Dried-up lake reappears in Dunhuang after more than 300 years
China Plus


Dunhuang West Lake National Nature Reserve in northwest China's Gansu Province. (Photo: screenshot of CCTV News)

Haraqi Lake at the end of the Shule River has reappeared after drying out for about 300 years, following work in recent years to protect the region's waterways.

The lake, which borders the Kumtag Desert, is in the Dunhuang West Lake National Nature Reserve in northwest China's Gansu Province. It now covers an area of around five square kilometers, and has become a home to several species of wild birds that nest in the rose willows and reeds growing on the banks. It is also playing an important role in preventing desertification.

The lake used to cover an area of around 200 square kilometers, and had about 800 square kilometers of wetlands. But the flow of the Shule River had fallen sharply since the Tang Dynasty (A.D. 618-907) due to desertification and diversions for irrigation. Around 300 years ago, Haraqi Lake disappeared completely when the river dried up.

In 2003, Dunhuang West Lake became a national nature reserve in an effort to preserve the region's wetlands and habitat for rare animals and plants.

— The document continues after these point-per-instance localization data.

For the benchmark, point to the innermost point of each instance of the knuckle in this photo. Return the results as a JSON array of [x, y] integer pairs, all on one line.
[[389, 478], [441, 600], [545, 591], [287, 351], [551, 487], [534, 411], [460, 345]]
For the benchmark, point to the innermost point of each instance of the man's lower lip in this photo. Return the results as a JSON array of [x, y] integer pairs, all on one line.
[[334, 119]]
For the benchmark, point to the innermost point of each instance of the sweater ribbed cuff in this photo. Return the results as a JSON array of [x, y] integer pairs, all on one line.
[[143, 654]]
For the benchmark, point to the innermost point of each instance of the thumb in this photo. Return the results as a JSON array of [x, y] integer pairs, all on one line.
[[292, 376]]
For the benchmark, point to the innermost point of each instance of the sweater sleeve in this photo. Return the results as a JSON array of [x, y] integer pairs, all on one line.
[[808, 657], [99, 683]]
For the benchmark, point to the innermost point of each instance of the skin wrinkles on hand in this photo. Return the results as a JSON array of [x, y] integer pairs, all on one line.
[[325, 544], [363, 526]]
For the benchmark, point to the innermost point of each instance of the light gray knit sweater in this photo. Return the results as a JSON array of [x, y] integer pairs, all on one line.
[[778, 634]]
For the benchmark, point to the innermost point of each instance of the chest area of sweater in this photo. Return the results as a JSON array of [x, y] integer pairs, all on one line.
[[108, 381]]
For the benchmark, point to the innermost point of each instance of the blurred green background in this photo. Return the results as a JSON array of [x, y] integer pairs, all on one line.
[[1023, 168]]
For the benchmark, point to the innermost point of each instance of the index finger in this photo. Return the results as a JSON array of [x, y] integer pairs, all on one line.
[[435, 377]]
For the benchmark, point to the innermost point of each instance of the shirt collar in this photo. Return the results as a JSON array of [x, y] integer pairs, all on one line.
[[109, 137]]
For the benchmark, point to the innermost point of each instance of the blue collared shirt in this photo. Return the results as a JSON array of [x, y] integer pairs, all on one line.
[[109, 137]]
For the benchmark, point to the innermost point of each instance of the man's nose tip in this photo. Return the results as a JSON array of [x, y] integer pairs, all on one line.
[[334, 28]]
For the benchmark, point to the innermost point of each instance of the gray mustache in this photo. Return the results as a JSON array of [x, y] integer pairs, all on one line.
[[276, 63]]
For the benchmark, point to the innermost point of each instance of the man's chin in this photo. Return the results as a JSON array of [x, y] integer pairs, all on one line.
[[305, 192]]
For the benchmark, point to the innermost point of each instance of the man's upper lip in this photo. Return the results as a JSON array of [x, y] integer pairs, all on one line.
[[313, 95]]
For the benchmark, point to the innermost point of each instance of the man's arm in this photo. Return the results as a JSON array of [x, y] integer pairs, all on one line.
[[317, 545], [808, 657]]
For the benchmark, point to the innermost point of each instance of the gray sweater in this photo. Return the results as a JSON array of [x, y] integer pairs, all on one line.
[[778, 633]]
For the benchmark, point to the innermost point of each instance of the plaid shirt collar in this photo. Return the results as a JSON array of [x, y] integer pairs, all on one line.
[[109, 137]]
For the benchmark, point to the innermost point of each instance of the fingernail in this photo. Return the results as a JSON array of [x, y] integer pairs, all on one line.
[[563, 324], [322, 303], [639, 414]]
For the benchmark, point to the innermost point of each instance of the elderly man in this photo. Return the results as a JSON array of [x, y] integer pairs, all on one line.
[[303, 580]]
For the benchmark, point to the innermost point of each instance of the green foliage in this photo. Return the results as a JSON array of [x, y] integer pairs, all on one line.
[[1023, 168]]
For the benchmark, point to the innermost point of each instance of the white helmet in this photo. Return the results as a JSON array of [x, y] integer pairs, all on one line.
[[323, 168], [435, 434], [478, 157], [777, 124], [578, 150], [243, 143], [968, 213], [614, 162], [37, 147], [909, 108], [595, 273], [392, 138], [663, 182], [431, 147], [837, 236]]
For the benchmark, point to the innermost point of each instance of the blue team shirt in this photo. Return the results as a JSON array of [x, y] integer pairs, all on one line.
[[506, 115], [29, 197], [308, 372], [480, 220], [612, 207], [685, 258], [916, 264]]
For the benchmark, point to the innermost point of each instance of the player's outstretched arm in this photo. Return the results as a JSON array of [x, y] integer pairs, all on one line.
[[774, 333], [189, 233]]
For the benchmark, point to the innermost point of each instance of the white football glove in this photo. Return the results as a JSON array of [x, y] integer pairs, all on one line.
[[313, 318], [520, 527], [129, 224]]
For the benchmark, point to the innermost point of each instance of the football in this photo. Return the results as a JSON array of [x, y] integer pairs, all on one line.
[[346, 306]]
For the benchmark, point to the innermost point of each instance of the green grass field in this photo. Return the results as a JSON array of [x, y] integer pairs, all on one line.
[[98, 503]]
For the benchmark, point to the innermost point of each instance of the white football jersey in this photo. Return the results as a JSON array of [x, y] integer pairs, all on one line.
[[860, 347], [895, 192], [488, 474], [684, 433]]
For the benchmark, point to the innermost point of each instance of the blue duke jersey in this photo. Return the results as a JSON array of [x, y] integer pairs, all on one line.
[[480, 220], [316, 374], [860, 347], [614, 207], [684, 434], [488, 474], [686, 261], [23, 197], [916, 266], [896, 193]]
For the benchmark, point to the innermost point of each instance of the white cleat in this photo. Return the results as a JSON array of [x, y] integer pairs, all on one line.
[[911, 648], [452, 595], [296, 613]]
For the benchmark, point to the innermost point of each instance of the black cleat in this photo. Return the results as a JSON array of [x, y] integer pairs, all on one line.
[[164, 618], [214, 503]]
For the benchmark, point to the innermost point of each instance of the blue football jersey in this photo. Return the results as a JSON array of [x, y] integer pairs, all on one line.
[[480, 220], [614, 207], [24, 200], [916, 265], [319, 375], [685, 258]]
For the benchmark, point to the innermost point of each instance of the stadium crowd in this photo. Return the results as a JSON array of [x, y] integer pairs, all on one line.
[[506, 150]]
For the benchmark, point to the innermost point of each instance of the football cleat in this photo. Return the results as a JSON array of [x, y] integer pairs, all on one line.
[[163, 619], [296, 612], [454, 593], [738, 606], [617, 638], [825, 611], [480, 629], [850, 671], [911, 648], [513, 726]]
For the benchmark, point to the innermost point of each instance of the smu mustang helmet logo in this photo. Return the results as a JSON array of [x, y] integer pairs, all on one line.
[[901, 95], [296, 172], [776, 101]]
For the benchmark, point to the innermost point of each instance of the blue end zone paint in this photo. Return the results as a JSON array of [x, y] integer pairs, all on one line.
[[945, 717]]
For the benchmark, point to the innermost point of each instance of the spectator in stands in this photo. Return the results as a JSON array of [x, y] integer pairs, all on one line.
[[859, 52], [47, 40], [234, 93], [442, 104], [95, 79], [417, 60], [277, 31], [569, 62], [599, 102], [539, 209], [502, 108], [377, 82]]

In 2011, the State Council approved a plan on water conservation and environmental protection in Dunhuang to solve the problems between supply and demand for water resources and the continuously deteriorating regional environment.

In 2017, the restoration project of the Shule River and Danghe River, which were included in the plan, were completed.

Water returned to Haraqi Lake accidentally in 2017 and 2018. With the continuous replenishment of water flow and increased rainfall, Haraqi Lake has maintained a relatively stable water area for five total months this year.